Proposed 84.1% NIB Contribution Tax Hike:
A recent announcement was made by NIB of a possible contribution tax increase of 2%. At first glance, a 2% tax increase seems bearable. It is definitely better to receive a 2% salary increase, but nonetheless a forced 2% salary decrease seems bearable. However, things are not always as they seem….
A Before & After NIB Contribution Analysis:
- Full-time worker
- Salary: $600 per week
Current Total NIB Contributions:
Contribution Ceiling: $400 x 8.8% (employer/employee split):
- $35.20 total per week
- $1,830.40 total per year
After Proposed 2% NIB Contribution Increase:
Contribution Ceiling: $600 x 10.8% (employer/employee split)
- $64.80 total per week
- $3,369.60 total per year
Total Additional Annual Contribution:
- $3,369.60 – $1,830.40 = $1,539.20 additional per year
Percentage (%) Increase in Total Contributions:
- $1,539.20 / $1,830.40 = 84.1% tax increase
84.1% NIB Contribution Tax Increase:
So, the government has proposed to increase the total NIB Contribution Tax by 84.1% (not 2%).
As a counter argument, some will say that the NIB contributions are split by the employer and employee, so the burden is shared. While on the surface of things this is true, it is far too simplistic a view.
Any increase in the NIB contribution tax will definitely have negative side-effects, three prominent side-effects will be:
1) "Anything Taxed is Discouraged Proportionately": Employers will be less willing to employ full-time Bahamians; instead going without additional staff, pushing existing staff harder, outsourcing to foreign workers (where they don’t pay the NIB tax) or hiring part-time/contract Bahamian workers.

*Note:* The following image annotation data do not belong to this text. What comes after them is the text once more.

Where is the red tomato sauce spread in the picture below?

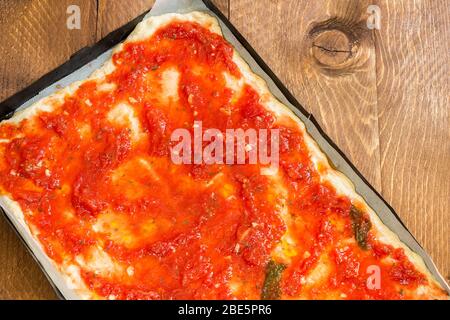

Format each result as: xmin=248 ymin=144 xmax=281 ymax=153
xmin=0 ymin=22 xmax=427 ymax=299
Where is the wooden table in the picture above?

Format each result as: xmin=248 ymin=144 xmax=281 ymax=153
xmin=0 ymin=0 xmax=450 ymax=299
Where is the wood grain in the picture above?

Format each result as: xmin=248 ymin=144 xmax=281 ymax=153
xmin=230 ymin=0 xmax=381 ymax=189
xmin=0 ymin=0 xmax=97 ymax=299
xmin=376 ymin=0 xmax=450 ymax=281
xmin=0 ymin=0 xmax=450 ymax=299
xmin=97 ymin=0 xmax=155 ymax=40
xmin=0 ymin=0 xmax=97 ymax=101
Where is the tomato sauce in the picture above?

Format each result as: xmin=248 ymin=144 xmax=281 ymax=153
xmin=0 ymin=22 xmax=426 ymax=299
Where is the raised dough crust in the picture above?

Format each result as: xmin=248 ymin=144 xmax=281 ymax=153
xmin=0 ymin=12 xmax=441 ymax=299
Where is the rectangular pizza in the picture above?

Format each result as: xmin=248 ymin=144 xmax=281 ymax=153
xmin=0 ymin=12 xmax=448 ymax=299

2) "Real Income Eroded": Workers will find the value of their real income eroded. If an employer can afford to pay $30,000 in total compensation for an available position, the cash salary of the employee will be reduced by the additional NIB Contribution Tax increase.

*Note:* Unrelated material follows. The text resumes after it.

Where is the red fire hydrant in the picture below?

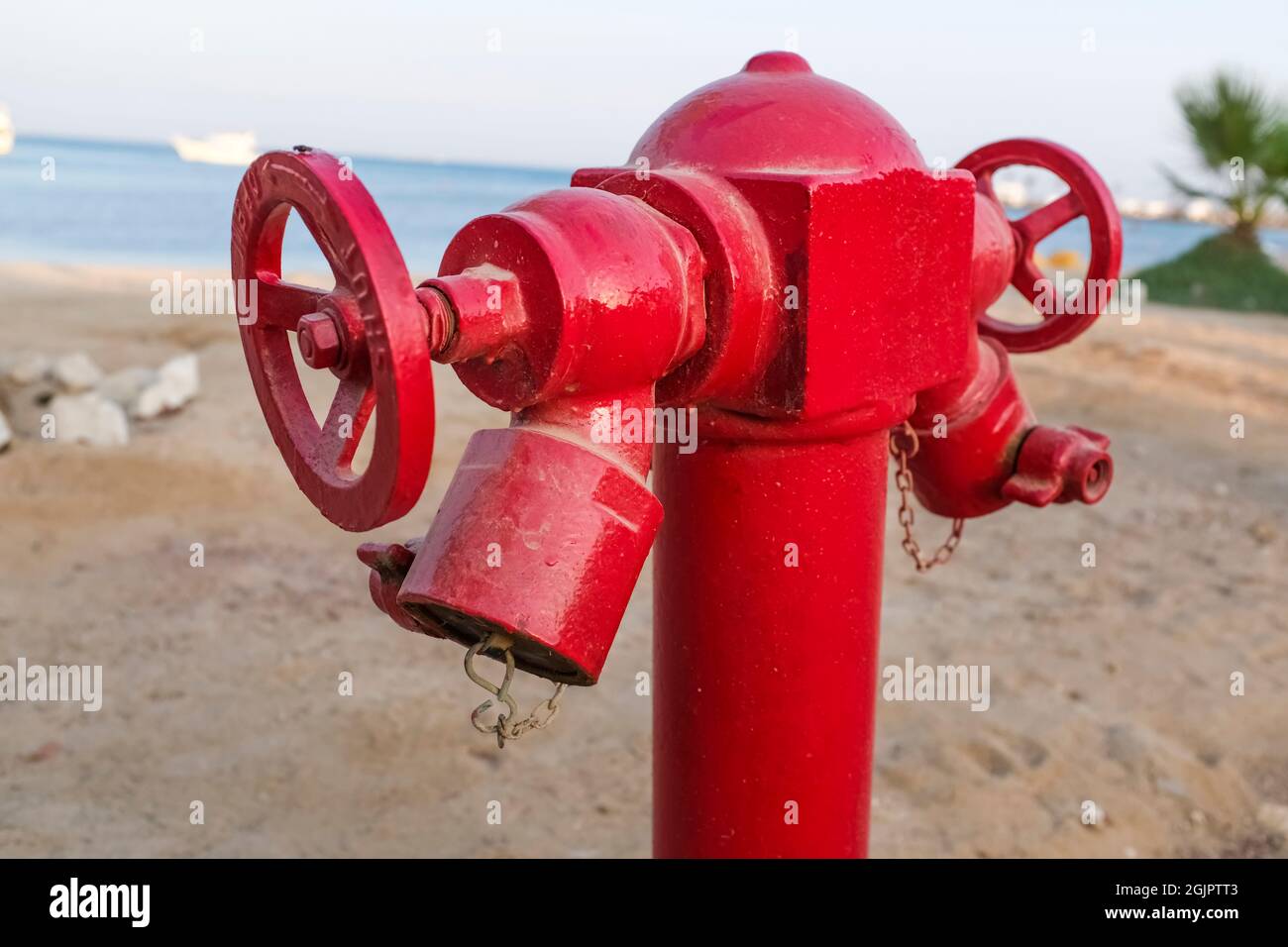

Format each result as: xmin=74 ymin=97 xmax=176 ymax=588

3) "Black Market": Workers and Employers will seek ways to avoid the NIB Contribution Tax, which paradoxically will result in stagnant or lower NIB revenue increases than expected.

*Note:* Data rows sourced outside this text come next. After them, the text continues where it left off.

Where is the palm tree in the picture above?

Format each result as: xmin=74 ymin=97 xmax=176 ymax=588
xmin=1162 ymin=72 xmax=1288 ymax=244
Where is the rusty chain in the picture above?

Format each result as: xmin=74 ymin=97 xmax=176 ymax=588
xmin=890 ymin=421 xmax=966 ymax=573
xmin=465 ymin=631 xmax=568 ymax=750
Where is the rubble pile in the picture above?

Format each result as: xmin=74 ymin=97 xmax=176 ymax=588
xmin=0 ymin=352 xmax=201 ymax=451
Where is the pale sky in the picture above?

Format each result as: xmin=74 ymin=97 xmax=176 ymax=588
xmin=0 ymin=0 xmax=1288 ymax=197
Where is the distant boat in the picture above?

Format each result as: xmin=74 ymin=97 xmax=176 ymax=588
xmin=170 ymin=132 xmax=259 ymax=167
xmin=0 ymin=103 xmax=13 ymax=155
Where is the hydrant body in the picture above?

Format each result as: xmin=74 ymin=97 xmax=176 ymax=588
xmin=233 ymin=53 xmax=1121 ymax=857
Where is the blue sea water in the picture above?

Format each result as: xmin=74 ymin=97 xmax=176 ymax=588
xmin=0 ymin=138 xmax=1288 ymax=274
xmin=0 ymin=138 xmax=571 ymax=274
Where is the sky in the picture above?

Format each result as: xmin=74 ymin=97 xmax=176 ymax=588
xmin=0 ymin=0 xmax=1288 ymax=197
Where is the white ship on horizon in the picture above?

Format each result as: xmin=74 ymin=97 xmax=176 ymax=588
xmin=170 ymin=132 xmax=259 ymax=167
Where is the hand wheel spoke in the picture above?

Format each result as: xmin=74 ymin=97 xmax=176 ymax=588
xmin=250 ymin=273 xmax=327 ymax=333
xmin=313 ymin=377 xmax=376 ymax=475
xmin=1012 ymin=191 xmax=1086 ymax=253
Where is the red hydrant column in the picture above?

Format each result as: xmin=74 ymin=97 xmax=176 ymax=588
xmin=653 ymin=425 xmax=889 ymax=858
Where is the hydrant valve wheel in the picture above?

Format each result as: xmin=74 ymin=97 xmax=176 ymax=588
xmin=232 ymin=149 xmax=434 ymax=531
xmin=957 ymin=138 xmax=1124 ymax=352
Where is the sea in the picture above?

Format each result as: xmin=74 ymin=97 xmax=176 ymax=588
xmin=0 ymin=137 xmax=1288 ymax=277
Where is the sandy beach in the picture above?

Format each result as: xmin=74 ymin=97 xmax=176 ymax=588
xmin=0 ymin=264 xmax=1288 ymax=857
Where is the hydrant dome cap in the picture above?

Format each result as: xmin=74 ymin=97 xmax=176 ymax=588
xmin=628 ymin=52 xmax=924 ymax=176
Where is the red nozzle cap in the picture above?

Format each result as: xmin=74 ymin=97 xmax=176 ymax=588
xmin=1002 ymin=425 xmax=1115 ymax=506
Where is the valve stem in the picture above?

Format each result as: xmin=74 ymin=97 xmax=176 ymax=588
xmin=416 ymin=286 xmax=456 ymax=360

The Nassau Institute’s Philosophy:
Why do we need a system where current workers pay for current retirees?
An individual person, extended family or tight-knit community will do a considerably better job keeping their NIB contributions and looking after themselves, their friends and their loved ones. Especially, when compared to an inefficient and politically driven government bureaucracy like NIB.
Contributions paid by individuals should be held in their name with any interest earned until his or her retirement. That way, future generations will not be hamstrung by a failed National Insurance Board scheme.